PICKENS, SC (FOX Carolina) When Fletcher Perry grew up in Pickens in the 1960s, the city looked and felt different than it does now.
He says his mother gave birth to him at their home and the South was segregated.
“There was a time during segregation that people of color were not able to go uptown and sit in a particular place and have a meal," Perry said.
He remembers attending a segregated elementary school and says train tracks divided neighborhood by what you looked like. He believes even back then, his journey began as a uniter.
“I remember going to the courthouse one day and getting the paperwork to fill it out and I took it back home and gave it to my parents and said, “I want to go Pickens Junior High School," Perry said.
He graduated from that integrated school, went to college, and served in the Army for more than 20 years.
“There was no other place that I wanted to return to, except for Pickens, South Carolina," Perry said.“I felt in my heart that I could make a difference.”
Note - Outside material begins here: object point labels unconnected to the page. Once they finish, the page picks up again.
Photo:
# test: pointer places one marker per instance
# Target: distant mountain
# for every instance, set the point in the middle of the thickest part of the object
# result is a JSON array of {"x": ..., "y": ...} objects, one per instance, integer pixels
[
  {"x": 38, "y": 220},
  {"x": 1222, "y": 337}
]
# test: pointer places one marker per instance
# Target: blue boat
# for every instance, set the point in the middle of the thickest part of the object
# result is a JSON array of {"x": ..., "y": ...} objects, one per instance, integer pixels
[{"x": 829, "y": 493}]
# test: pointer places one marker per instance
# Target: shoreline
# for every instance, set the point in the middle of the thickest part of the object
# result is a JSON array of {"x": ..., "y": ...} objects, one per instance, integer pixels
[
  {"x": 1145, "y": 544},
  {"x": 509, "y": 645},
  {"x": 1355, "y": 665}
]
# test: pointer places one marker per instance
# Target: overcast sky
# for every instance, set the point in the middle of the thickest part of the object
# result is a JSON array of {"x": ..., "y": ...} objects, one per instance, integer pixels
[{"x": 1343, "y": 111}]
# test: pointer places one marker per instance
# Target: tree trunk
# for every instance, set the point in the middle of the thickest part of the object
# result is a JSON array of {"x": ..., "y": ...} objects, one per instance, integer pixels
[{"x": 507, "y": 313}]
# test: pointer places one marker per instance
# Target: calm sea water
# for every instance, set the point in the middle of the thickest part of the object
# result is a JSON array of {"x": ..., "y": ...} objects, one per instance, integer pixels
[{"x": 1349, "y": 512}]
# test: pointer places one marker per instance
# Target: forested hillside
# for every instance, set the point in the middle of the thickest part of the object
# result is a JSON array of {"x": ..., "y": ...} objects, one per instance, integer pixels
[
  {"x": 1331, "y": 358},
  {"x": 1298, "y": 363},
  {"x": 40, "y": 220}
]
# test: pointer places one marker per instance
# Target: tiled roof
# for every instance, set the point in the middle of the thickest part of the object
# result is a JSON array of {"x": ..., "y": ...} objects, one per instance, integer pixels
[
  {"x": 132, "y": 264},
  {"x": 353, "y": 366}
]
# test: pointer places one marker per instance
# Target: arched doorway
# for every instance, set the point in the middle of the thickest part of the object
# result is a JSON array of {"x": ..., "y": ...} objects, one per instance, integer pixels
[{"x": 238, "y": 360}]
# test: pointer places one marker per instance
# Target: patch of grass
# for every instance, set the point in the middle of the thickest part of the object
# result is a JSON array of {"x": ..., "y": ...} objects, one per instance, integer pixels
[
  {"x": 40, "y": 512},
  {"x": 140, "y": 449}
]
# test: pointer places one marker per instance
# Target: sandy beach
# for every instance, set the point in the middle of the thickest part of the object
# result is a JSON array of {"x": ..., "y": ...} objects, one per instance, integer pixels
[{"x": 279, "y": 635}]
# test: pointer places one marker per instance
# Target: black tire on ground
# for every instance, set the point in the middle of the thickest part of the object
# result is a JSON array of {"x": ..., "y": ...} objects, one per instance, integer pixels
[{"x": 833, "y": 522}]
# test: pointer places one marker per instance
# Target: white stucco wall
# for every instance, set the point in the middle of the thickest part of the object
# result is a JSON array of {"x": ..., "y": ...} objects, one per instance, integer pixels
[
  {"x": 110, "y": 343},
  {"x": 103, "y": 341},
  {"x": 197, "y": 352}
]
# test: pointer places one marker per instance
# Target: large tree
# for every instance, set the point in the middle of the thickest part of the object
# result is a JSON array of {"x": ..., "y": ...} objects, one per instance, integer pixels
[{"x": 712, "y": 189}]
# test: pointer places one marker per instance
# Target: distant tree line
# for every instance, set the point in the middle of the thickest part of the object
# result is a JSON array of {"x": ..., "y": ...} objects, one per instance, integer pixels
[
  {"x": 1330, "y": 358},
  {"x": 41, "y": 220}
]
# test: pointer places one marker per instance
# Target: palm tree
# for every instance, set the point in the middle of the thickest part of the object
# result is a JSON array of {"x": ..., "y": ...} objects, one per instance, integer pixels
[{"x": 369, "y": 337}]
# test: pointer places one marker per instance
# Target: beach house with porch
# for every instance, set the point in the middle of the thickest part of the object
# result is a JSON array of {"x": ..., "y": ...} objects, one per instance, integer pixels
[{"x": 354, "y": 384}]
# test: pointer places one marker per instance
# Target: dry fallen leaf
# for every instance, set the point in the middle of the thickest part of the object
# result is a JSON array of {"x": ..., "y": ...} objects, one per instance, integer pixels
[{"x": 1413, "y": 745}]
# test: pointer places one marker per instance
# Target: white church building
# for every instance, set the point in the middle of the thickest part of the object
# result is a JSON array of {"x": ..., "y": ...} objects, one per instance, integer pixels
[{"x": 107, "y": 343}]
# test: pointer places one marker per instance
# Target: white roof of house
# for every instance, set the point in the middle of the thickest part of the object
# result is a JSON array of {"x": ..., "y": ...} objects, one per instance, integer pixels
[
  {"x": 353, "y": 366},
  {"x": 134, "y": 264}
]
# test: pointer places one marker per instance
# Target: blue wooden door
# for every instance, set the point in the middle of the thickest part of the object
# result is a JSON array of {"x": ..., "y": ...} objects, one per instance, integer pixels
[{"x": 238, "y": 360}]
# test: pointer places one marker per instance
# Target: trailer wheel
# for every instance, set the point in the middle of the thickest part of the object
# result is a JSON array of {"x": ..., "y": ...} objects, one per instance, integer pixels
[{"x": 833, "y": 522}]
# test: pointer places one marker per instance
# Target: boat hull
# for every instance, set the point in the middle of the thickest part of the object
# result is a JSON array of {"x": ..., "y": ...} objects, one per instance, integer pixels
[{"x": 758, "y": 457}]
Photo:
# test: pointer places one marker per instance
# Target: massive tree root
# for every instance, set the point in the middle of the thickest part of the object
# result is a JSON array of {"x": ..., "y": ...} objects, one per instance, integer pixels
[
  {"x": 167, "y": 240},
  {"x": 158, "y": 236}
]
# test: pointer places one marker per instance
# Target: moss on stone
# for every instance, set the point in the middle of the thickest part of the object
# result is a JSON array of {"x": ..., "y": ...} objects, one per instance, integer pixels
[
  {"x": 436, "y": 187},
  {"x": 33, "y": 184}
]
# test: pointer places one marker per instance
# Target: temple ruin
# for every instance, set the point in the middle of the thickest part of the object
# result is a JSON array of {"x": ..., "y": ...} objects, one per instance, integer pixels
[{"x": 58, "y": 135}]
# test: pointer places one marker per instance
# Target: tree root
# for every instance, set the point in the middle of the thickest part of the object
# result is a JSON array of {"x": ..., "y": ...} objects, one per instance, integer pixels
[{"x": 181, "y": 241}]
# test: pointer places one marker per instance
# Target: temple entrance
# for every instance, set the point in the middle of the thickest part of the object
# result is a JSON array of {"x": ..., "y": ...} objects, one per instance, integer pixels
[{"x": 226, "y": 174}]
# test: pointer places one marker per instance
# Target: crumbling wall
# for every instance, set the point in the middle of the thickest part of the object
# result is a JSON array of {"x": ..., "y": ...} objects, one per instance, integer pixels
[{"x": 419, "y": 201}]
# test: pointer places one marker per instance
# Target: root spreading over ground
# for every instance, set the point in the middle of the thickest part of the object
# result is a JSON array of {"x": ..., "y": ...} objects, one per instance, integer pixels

He says a neighbor encouraged him to run for city council in 2007 and he won that race. Now, he's the first African-American Mayor-Elect of Pickens, which he calls an honor.
“I’m not just the mayor for the African-American people, I’m the mayor for the whole City of Pickens," Perry said.
He says he already has a plan for his first day in office.
“I want to asses the strengths and the weaknesses of each division," Perry said.
He thanks those who believe in him and voters in Pickens have made a place for him at City Hall and in the place he's always called home.
"When we see the diversity that comes together in celebration, I think people will get the picture," he said.